# Hello everyone!



## jackchaos (Mar 9, 2009)

Hello Everyone, a newby to CB but have been lurking here for a while. I'm a production mgr at my church. We're looking to add a truss across the movie theater that we meet in and move our main lights to it from the light trees on the sides for better angle/location and to add some intelligent lights.

would like to learn about truss (how much weight can what size support, etc) and lifting it , aiming lights on it since it's high in the air.

We're a portable church and set it up and tear it down every Sunday morning.

here's a few pics from this weekend. probably have to hit the rotate left button on all of them. 

TwitPic - Share photos on twitter

TwitPic - Share photos on twitter

TwitPic - Share photos on twitter

Looking forward to learning from you guys!

Edit: here's some video of the set/lighting from this weekend. Would really like some help/feedback on lighting. http://vimeo.com/3542810



jackchaos
Crosspoint Community Church :: Different to Make a Difference
decatur, al


----------



## DaveySimps (Mar 9, 2009)

Welcome jackchaos! Great to have you here. Be sure to stop by the wiki and check out the search function. There is a lot of info about truss there. You might want to try contacting a local vendor in your area with specific questions. Any vendor worth dealing with would be happy to help you with specific questions in regards to your usage. It is always good to develop good relationship with your local vendors. They can be an invaluable resource to you. A lot of the capacity rating of truss has to do with what kind of truss it is, how it is hung, and what exactly you are hanging and how it is distributed. A simple capacity rating does not necessarily offer you much useful information as far as rigging and safety is concerned. When in doubt, always contact a professional when you have any concern with rigging. 

As far as focusing is concerned, you will most likely want to get a man lift (such as a Genie or JLG lift) to focus with. You can use rope ladders and a fall arrest system, but that increases the complexity of the set up tremendously, not to mention logistic and training.

If you would not mind telling us where you heard about the site, that would be great. We are a nosy bunch around here. Enjoy CB!

~Dave


----------



## jackchaos (Mar 10, 2009)

thanks for the welcome Dave. I'll check out the wiki.

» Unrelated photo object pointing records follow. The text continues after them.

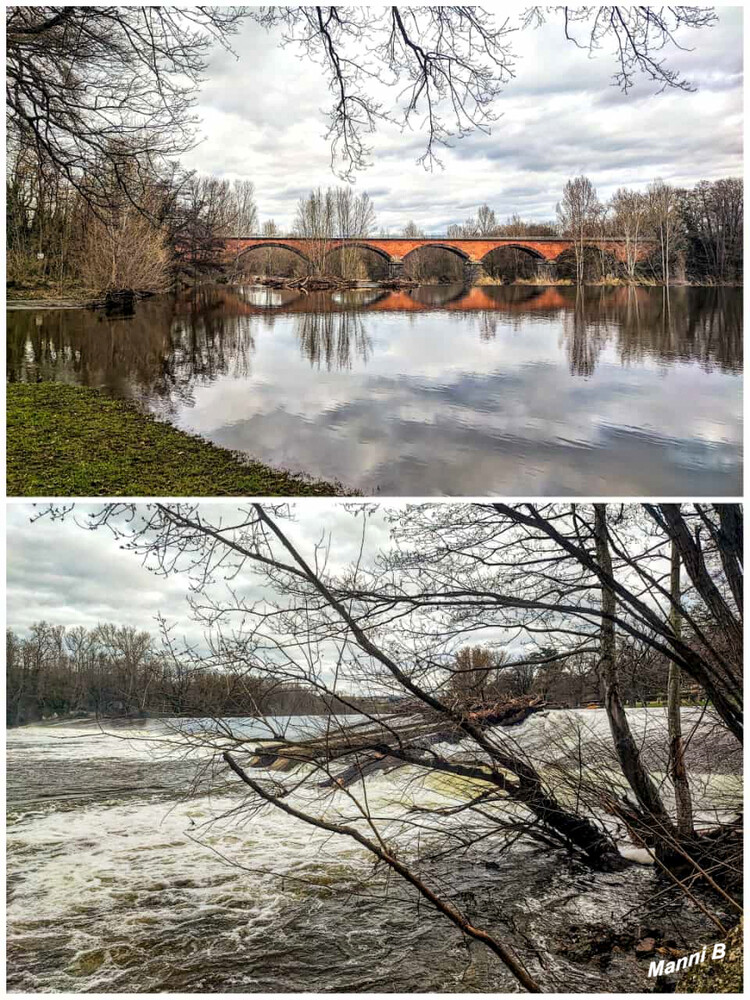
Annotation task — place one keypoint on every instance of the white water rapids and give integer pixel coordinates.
(123, 880)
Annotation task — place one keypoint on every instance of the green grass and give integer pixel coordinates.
(65, 440)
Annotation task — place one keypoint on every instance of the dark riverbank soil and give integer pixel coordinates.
(66, 440)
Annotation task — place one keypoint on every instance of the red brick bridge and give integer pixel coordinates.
(395, 250)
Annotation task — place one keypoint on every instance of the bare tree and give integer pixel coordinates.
(245, 221)
(446, 66)
(578, 213)
(106, 85)
(629, 219)
(569, 577)
(663, 202)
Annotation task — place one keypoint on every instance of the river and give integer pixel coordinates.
(131, 869)
(440, 390)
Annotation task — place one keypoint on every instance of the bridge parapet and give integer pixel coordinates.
(473, 250)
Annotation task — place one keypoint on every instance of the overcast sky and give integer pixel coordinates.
(59, 572)
(263, 119)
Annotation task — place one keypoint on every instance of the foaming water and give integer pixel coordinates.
(522, 391)
(138, 870)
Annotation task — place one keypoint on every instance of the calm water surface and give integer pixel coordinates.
(440, 390)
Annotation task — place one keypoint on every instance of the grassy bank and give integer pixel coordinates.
(69, 441)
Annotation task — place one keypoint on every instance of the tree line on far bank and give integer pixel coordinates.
(100, 111)
(115, 671)
(58, 241)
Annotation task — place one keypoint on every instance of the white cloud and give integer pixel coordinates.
(264, 118)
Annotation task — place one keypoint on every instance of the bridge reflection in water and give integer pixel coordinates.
(438, 390)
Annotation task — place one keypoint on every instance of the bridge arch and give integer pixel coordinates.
(531, 251)
(273, 245)
(457, 251)
(360, 245)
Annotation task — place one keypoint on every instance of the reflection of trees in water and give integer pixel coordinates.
(158, 355)
(677, 324)
(332, 338)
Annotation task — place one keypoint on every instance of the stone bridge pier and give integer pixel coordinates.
(473, 271)
(547, 270)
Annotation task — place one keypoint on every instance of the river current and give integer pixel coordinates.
(132, 867)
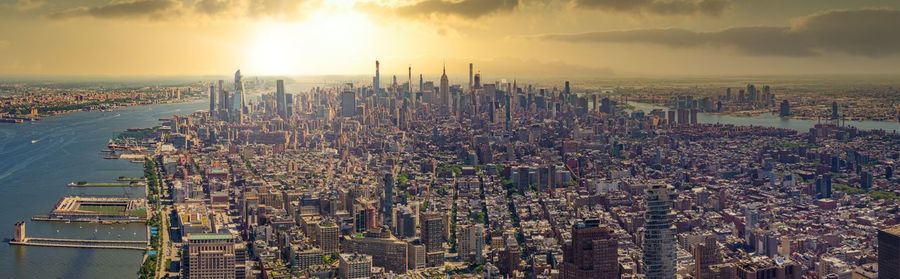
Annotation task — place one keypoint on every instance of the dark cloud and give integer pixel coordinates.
(660, 7)
(126, 9)
(868, 32)
(466, 8)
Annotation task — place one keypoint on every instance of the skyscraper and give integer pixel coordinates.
(376, 83)
(889, 252)
(470, 242)
(223, 96)
(280, 98)
(433, 237)
(659, 233)
(471, 67)
(348, 103)
(212, 99)
(387, 203)
(444, 92)
(834, 111)
(237, 105)
(706, 254)
(593, 252)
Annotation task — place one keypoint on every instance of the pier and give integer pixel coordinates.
(21, 239)
(83, 243)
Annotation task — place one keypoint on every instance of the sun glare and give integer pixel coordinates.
(326, 40)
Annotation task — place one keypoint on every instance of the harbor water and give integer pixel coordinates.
(38, 159)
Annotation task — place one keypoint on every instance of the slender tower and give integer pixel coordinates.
(237, 104)
(470, 76)
(377, 82)
(212, 99)
(659, 233)
(409, 84)
(445, 89)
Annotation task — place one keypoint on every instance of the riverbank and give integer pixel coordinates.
(771, 120)
(35, 174)
(10, 119)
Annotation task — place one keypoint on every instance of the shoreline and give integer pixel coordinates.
(749, 114)
(116, 108)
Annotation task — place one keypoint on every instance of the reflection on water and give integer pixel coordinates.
(33, 176)
(771, 120)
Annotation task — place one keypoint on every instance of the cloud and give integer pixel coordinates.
(25, 5)
(659, 7)
(867, 32)
(122, 9)
(213, 7)
(470, 9)
(275, 8)
(173, 9)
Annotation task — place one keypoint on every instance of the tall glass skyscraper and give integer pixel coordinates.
(659, 233)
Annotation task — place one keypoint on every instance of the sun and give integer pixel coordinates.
(323, 42)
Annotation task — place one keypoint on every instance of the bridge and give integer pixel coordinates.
(83, 243)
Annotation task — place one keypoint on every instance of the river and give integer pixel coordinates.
(771, 120)
(33, 176)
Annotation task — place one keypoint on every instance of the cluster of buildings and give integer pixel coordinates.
(509, 180)
(28, 102)
(857, 102)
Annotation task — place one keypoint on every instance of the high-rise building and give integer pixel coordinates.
(212, 99)
(223, 96)
(593, 252)
(889, 252)
(376, 82)
(432, 234)
(752, 94)
(444, 92)
(348, 103)
(470, 242)
(387, 202)
(328, 236)
(834, 110)
(288, 105)
(706, 254)
(471, 68)
(659, 233)
(352, 266)
(237, 104)
(280, 99)
(209, 256)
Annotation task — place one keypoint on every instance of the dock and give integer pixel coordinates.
(83, 243)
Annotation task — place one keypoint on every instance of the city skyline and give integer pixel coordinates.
(577, 38)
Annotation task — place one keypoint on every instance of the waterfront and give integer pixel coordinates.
(771, 120)
(33, 176)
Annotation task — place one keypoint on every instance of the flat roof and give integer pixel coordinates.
(209, 236)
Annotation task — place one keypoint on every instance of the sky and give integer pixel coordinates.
(508, 38)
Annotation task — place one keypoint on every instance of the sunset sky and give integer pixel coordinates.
(503, 37)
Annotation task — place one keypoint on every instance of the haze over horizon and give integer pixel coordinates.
(577, 38)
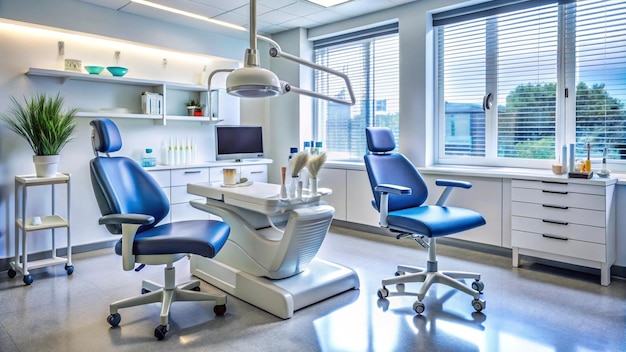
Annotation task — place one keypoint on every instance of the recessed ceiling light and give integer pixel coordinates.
(328, 3)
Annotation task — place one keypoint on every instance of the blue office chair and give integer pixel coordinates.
(132, 203)
(399, 194)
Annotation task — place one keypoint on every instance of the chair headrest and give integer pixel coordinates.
(380, 139)
(105, 137)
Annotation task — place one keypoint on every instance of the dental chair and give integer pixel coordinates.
(132, 204)
(399, 196)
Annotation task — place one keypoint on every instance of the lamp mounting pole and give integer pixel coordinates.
(252, 58)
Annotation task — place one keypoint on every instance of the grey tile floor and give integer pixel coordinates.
(531, 308)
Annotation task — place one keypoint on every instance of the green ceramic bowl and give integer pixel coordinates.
(117, 70)
(94, 70)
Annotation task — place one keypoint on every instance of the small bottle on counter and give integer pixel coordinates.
(148, 159)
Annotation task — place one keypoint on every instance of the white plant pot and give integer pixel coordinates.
(46, 165)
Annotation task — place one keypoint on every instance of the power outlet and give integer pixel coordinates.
(73, 65)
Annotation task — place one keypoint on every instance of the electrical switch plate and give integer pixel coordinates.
(73, 65)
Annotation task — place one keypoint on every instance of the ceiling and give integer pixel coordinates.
(273, 16)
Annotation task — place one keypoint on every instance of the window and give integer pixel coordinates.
(370, 59)
(517, 80)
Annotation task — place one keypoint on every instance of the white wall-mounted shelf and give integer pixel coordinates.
(178, 94)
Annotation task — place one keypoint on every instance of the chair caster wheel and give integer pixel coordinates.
(419, 307)
(114, 319)
(478, 286)
(220, 309)
(160, 331)
(479, 304)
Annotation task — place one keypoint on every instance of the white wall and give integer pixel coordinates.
(23, 48)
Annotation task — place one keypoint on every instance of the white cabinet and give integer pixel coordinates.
(571, 221)
(359, 203)
(124, 101)
(180, 208)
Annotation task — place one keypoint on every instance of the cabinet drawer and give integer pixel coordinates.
(180, 195)
(182, 177)
(559, 198)
(184, 211)
(162, 177)
(569, 248)
(564, 214)
(562, 229)
(216, 174)
(558, 186)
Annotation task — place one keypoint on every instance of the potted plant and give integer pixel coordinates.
(45, 126)
(194, 108)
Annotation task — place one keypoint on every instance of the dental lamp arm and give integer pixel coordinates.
(276, 51)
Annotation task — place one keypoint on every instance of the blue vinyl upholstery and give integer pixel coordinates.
(133, 204)
(406, 211)
(122, 186)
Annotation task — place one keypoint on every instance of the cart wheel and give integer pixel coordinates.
(220, 309)
(160, 331)
(114, 319)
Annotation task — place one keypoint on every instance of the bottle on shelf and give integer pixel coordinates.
(304, 174)
(164, 153)
(318, 149)
(292, 183)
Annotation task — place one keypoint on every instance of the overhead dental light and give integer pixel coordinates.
(252, 81)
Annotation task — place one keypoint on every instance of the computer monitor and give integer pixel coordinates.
(238, 142)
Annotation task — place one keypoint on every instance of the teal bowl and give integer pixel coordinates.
(94, 70)
(117, 71)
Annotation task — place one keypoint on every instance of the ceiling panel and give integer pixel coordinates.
(272, 15)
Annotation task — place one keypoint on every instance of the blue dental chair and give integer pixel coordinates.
(399, 194)
(132, 204)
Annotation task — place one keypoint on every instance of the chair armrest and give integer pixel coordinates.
(116, 219)
(393, 189)
(130, 224)
(385, 189)
(450, 185)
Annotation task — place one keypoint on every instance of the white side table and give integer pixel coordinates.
(25, 224)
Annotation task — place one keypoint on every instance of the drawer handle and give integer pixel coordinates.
(554, 206)
(555, 222)
(555, 237)
(554, 192)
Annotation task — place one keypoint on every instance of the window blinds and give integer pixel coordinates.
(370, 59)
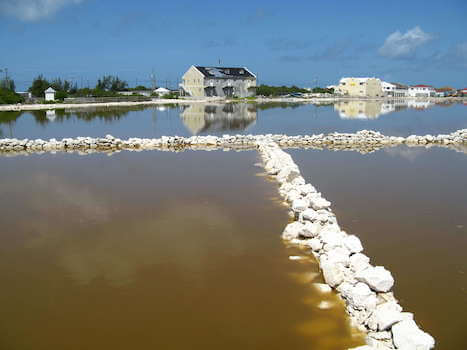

I was searching for info about led lighting and then about hazers a different time and both searches brought me here. So I've lurked a while and have finally registered.

jackchaos


----------



## DaveySimps (Mar 10, 2009)

Glad you finally decided to register. If you cannot find what you need via search, don't hesitate to post in the Lighting Forum. I am sure you will get an answer there.

~Dave


----------